Pilots represented by the Teamsters Union demonstrated outside the meeting in 2005 to protest pay and scheduling policies at Berkshire's NetJets subsidiary. In 2007 about 40 Native Americans and others demonstrated in Omaha in an effort to win Buffett's backing for removing some Berkshire-owned hydroelectric dams in Oregon and northern California.
And more recently, his management abilities were questioned when top aide David Sokol, considered by many a candidate to be CEO of Berkshire after Buffett, resigned after a stock-trading scandal.
Nor is Buffett new to politics and tax policy.
He backed Hillary Clinton early in her 2008 presidential campaign and, before that, her husband. He supported Obama in 2008 and is hosting fundraisers for Obama's 2012 campaign.
In 1995, Buffett attended a dinner in Omaha organized by Herman Cain, then chairman of Godfather's Pizza in Omaha, who was on a Republican tax commission set up by then-Rep. Newt Gingrich, R-Ga. Cain and Gingrich are running for the 2012 Republican nomination for president.
At the dinner, Buffett advocated a consumption tax, arguing that the income tax system puts a penalty on savings and encourages borrowing and spending. A consumption tax would apply to income that's spent and exempt income that is saved or invested.
The proposal went nowhere, but Buffett apparently hasn't given up on tax issues.
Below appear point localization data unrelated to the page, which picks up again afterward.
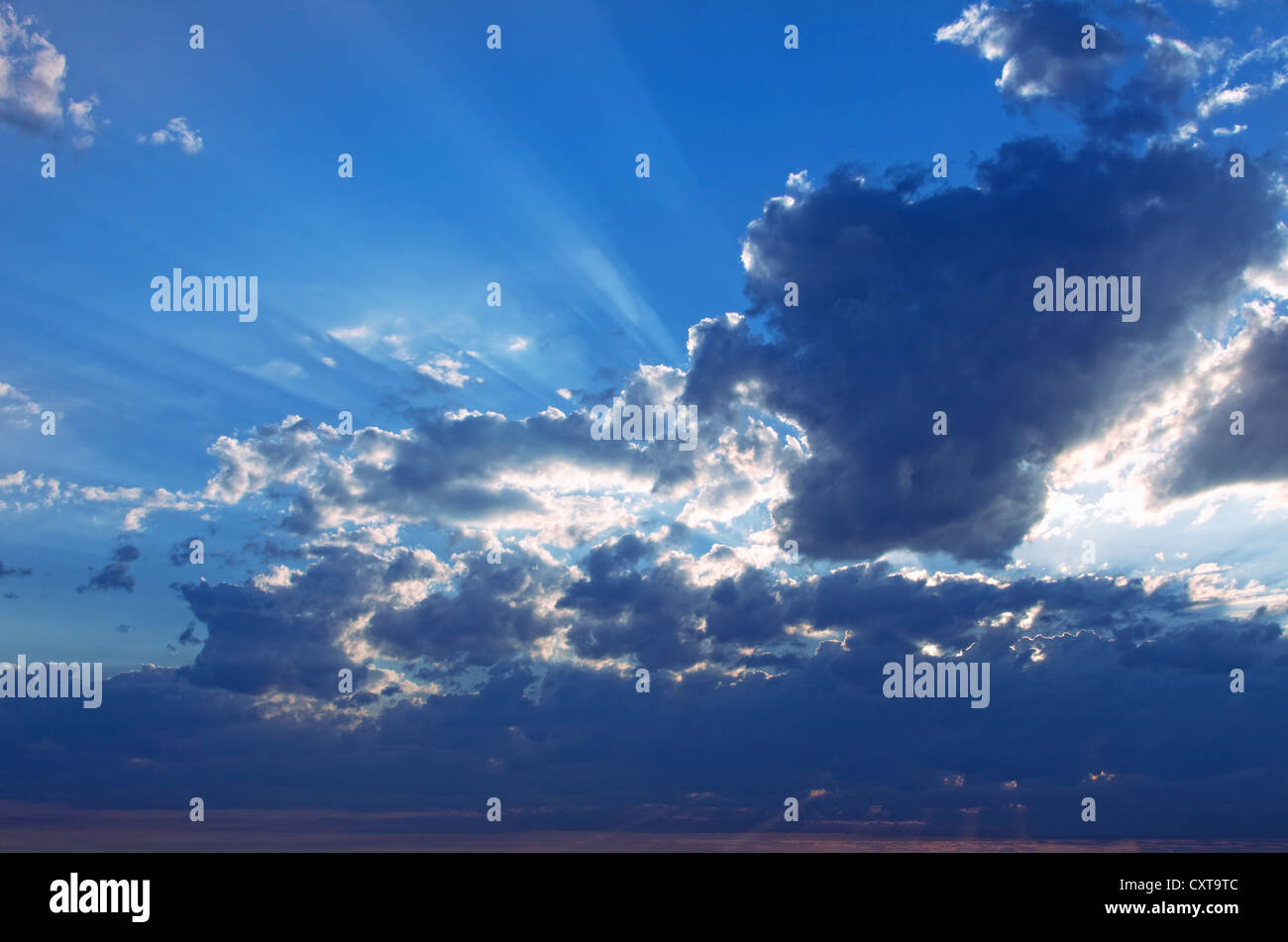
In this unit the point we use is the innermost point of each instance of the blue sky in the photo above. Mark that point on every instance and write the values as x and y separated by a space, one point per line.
518 166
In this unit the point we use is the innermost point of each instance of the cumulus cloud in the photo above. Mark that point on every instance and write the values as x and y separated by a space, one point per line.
176 132
33 75
876 344
115 575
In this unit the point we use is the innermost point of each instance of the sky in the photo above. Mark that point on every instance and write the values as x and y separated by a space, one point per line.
391 469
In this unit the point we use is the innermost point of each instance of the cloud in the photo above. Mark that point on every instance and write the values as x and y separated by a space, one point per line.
447 370
115 575
877 341
9 571
175 132
1039 47
33 73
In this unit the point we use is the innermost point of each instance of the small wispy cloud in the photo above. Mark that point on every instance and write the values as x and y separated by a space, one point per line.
176 130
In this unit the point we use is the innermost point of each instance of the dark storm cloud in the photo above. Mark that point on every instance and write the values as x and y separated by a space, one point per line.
1212 457
910 308
282 637
443 470
490 615
115 575
1186 756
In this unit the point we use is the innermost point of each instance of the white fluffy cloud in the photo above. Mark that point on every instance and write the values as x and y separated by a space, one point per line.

"He's at the age where he doesn't really care what some of the fallout may be," said management professor Fred Luthans at the University of Nebraska-Lincoln. "He certainly is not winning any friends in the business community by this, for sure. He's just speaking from the heart."
In the end, Luthans said, "Buffett is still a big name, that's for sure, and getting bigger across the world."
Five years ago, Buffett's opinions likely would have attracted less heated reaction, said Gina Pappas, director of new media for Albers Communications in Omaha. His New York Times article was "sharable," meaning it could be posted quickly on social media sites such as Facebook and exchanged throughout the online world.
"It's fast, it's intense, it's more easily accessible," Pappas said. "It gives people who have an opinion a chance to engage in conversation about it . to get fired up.
"People tend to say things on social media that ignite things further, that they may not say in real life."
Pappas said the firestorm isn't likely to damage Buffett's reputation.
"He's almost bulletproof, in a way," she said. "I think everybody knows what he's about and where he stands in all the good works he does. ... It's up to him how much he wants to stoke the coals."
Leslie Gaines-Ross, chief reputation strategist at Weber Shandwick public relations firm in New York City, said Buffett is taking a risk but has built up "reputational equity" over the years. "I think this might actually burnish his reputation in the end" by crossing the line from what business leaders usually do.
Hal Daub, a former Omaha mayor and Republican congressman, said the problem with the debate is that it's too superficial. He wishes Buffett would lay out more details of his tax proposal so people could tell exactly how it would work.
"I don't think the debate that's going on right now is unhealthy," Daub said. "It's just not being given the perspective it should. It's calculated for political and emotional gain, to make somebody feel better politically. The real issue is that we spend more than we take in."